November/December 2004
In March 2004, a fire — eventually determined by the Fire Department to be purposeful arson — was started within Laguna Honda Hospital.  Now there has been a fire set in the Forest Hill neighborhood by homeless people, endangering not only LHH’s neighboring homeowners concerned about the increasing number of homeless encampments surrounding LHH, but also threatening the LHH campus.

Health Commission
President Chow’s 1999 Letter to AsianWeek

October 28, 1999

In this AsianWeek article, Dr. Chow noted that during the 1990 decade, Asian American admissions into Laguna Honda Hospital had risen to 17 percent of the total number of LHH residents, and that number would go even higher as the population of San Francisco ages. Chow also noted that over 58 percent of the healthcare professionals at LHH are Asian American, “making it a good economic reason to keep the public hospital open” in order to provide those jobs for the Asian American community.

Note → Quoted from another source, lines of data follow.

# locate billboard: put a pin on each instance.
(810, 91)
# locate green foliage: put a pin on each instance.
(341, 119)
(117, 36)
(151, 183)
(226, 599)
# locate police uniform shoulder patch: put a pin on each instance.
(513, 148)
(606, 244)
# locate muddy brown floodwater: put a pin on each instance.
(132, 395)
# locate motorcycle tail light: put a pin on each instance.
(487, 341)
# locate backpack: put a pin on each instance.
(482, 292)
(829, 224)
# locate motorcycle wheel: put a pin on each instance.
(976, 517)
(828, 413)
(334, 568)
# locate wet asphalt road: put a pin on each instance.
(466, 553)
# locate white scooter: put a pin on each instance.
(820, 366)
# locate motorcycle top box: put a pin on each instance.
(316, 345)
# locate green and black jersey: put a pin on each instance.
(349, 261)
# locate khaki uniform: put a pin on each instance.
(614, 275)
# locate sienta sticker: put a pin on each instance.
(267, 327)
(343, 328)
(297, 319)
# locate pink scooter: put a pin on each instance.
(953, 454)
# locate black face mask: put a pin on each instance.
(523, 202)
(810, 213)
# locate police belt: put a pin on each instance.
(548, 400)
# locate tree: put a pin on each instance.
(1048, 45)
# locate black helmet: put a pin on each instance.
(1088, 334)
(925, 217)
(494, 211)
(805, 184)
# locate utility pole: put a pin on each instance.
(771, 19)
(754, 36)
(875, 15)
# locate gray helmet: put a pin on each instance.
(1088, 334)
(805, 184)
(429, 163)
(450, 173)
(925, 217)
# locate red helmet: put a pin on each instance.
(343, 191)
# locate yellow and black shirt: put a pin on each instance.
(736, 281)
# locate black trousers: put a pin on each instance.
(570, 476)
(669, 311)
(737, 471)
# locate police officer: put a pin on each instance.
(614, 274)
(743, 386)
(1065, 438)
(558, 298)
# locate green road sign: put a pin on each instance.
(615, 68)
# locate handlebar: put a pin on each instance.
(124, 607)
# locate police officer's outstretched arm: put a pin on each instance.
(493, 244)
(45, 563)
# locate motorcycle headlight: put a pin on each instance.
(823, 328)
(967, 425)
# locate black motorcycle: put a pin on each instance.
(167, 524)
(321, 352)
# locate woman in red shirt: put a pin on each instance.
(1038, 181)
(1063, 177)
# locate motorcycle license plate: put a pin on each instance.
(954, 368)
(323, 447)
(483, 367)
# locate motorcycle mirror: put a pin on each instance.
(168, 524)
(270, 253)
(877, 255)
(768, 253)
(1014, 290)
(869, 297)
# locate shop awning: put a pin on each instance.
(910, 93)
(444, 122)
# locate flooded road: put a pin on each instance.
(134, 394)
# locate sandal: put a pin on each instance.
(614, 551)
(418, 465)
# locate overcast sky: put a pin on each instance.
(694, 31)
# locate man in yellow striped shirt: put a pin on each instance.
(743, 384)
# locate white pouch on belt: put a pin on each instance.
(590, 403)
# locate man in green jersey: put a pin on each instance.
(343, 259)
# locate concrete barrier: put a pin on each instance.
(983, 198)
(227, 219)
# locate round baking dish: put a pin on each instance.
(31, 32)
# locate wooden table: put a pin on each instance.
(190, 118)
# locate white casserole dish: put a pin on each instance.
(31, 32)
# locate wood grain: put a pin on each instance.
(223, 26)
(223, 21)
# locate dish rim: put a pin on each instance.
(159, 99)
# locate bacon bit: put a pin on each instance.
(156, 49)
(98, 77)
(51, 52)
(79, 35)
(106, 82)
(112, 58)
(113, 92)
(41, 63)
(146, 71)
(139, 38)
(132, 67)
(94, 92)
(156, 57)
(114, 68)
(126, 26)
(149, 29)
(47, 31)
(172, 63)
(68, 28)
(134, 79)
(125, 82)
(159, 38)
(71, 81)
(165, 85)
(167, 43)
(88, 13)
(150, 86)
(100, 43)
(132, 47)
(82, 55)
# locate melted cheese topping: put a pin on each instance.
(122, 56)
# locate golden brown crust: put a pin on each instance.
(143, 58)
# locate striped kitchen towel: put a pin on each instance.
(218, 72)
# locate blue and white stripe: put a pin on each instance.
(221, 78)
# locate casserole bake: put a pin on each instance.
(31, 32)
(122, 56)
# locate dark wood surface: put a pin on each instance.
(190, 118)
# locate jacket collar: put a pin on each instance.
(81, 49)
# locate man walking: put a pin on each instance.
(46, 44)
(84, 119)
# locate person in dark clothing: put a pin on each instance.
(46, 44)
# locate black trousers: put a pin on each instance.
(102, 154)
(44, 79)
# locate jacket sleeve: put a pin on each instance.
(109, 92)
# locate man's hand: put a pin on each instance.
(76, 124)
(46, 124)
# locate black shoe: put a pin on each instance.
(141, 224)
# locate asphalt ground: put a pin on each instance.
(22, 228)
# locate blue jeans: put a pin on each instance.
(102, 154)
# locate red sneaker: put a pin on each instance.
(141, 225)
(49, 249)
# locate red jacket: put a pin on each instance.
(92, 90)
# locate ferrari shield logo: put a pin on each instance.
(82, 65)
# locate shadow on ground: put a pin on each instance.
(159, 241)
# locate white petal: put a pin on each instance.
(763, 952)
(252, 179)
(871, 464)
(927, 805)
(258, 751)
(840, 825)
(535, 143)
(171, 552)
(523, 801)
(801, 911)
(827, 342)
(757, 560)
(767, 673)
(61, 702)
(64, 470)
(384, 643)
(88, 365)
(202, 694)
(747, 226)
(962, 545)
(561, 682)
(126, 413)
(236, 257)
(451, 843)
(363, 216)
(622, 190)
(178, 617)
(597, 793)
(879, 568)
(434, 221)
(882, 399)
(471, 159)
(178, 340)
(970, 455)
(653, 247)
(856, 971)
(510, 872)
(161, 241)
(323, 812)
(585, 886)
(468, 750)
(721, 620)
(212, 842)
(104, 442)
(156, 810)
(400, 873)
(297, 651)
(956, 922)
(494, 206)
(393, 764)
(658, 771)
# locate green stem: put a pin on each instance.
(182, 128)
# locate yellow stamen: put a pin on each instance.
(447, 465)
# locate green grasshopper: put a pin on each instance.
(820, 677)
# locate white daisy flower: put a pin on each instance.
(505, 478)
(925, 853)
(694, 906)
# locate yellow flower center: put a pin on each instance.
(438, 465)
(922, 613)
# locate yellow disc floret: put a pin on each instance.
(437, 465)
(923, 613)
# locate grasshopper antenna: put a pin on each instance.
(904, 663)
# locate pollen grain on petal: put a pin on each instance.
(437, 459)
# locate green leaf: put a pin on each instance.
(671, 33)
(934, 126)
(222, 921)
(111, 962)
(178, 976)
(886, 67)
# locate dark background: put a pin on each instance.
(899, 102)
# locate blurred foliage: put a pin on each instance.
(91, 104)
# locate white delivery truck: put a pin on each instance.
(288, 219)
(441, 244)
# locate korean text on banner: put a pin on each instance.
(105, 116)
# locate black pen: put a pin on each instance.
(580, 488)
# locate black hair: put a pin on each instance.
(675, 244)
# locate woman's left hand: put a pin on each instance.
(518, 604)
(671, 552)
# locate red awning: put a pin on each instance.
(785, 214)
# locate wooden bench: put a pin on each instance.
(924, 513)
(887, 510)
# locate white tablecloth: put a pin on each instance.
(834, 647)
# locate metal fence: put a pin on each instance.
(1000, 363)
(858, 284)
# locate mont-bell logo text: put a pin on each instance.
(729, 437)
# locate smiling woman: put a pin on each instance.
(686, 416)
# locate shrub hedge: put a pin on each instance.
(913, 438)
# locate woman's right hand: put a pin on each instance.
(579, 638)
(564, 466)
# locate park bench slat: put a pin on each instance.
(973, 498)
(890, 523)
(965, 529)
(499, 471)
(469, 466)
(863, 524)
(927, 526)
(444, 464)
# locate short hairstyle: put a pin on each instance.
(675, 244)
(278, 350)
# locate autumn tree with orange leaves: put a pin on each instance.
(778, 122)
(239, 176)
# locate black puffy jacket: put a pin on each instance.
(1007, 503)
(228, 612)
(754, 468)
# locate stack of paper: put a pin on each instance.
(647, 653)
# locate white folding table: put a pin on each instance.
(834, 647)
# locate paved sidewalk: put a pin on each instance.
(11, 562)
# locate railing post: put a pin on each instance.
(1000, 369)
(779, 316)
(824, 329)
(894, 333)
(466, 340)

However, now five years later, there is great concern that the replacement facility for LHH may cut the number of beds from 1,200 to perhaps as few as only 800 due to a $44 million to $50 million cost overrun. Indeed, one of the goals in the recently approved and updated Department of Public Health strategic plan is to complete the LHH facility “on budget” and “on schedule,” making no mention of “on scope” ... meaning, not at the full 1,200 beds promised voters who passed the bond measure to finance the rebuild project.

There are anecdotal reports that Asian employees at Laguna Honda Hospital have noted a decline in Chinese referrals to LHH, and they are quite concerned about both the loss in the number of beds that will be available to the Asian community, and also the loss of jobs of Asian American employees at LHH should the facility be downsized.